The 43rd Annual Meeting of the Japanese Society of Neurology

Symposium I:
1) Radiological evaluation of non-neoplastic intramedullary lesions of the spinal cord

Kanehiro Hasuo, M.D.

Department of Radiology, International Medical Center of Japan

Radiological evaluation of the non-neoplastic intramedullary lesions of the spinal cord includes lesion detection and characterization in order to make definitive diagnosis or to narrow differential diagnoses. Radiologist may be able to guide clinicians as to next diagnostic step when definitive diagnosis cannot be made. Treatment effect can be also assessed. Among other radiological modalities, MRI plays the most important role in the evaluation of the spinal lesions, particularly of the intramedullary lesions.
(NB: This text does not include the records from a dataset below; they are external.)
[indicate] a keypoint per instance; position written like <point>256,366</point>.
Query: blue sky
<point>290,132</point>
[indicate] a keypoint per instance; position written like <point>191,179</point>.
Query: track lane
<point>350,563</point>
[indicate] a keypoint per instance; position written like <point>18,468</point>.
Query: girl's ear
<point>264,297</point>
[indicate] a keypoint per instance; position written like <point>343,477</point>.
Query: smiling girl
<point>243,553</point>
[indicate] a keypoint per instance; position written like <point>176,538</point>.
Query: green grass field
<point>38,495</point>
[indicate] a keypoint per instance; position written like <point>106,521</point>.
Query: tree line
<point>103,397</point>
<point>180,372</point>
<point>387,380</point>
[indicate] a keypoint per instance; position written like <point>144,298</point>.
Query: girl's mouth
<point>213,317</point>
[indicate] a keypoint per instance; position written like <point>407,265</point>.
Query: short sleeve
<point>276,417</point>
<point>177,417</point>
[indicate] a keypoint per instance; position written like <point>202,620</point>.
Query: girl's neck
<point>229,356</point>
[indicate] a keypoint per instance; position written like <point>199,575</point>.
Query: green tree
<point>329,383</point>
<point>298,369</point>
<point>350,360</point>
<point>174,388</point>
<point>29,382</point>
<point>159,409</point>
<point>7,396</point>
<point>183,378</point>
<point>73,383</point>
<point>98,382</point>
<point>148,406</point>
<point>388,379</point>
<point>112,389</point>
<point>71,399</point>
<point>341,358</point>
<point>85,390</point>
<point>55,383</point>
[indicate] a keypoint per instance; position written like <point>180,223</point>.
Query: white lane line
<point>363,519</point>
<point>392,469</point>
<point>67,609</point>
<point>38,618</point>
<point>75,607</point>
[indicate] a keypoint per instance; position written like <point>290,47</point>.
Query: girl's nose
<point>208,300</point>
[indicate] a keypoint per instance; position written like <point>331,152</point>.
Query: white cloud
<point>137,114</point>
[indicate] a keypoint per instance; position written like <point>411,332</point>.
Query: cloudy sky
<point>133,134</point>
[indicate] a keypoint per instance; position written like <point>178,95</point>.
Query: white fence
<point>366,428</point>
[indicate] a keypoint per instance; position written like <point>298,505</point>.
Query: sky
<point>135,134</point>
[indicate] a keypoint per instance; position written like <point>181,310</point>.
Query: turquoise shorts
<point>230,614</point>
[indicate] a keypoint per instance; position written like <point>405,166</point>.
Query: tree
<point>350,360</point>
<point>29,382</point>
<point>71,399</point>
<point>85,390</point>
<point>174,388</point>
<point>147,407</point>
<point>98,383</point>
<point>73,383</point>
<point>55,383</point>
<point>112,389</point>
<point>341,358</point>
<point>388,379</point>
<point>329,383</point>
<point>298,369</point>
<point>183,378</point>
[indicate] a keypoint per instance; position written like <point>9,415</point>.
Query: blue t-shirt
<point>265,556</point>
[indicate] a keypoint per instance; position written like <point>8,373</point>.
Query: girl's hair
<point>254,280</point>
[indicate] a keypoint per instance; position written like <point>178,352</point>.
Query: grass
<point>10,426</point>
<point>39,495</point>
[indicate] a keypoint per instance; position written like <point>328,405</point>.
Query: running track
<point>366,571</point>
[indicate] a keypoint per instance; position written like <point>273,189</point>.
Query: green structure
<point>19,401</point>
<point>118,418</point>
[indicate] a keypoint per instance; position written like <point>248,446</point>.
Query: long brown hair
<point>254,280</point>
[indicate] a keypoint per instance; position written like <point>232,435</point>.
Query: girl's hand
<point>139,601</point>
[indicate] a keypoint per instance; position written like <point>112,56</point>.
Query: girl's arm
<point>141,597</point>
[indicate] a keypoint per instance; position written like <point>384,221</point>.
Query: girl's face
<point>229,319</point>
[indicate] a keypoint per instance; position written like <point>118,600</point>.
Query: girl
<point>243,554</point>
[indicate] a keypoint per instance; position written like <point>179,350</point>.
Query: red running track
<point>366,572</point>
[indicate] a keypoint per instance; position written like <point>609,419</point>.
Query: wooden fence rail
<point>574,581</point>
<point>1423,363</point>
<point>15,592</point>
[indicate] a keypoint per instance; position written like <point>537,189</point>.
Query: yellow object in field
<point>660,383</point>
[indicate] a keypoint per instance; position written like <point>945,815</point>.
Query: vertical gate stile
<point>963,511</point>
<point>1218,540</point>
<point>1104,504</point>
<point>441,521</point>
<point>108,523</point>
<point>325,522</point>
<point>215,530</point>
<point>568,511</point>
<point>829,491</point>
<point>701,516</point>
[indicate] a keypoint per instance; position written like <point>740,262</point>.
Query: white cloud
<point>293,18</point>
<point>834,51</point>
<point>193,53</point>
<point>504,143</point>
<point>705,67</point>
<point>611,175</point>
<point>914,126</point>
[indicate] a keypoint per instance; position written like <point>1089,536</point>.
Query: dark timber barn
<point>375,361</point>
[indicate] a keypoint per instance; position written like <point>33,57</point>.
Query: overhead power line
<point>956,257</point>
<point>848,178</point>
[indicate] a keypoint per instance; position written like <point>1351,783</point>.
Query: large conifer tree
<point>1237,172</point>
MRI findings of intramedullary lesions can be divided into morphological and signal abnormalities. Morphological abnormalities include presence of an abnormal structure, deviation or deformity of normal structures, and enlargement or atrophy of the spinal cord. Signal abnormalities include T2 prolongation (often associated with T1 prolongation), T1 and T2 shortening, and abnormal contrast enhancement. There may be only one finding, or multiple findings may be present in combination. Signal changes and abnormal contrast enhancement with or without cord enlargement are the most common but important findings. There are a few disease entities with pathognomonic MRI findings, but it is often difficult to make definitive diagnosis based on MRI findings alone. It is imperative not only to have thorough knowledge of imaging findings various diseases, but also to pursuit radiological evaluation correlating with clinical and laboratory findings.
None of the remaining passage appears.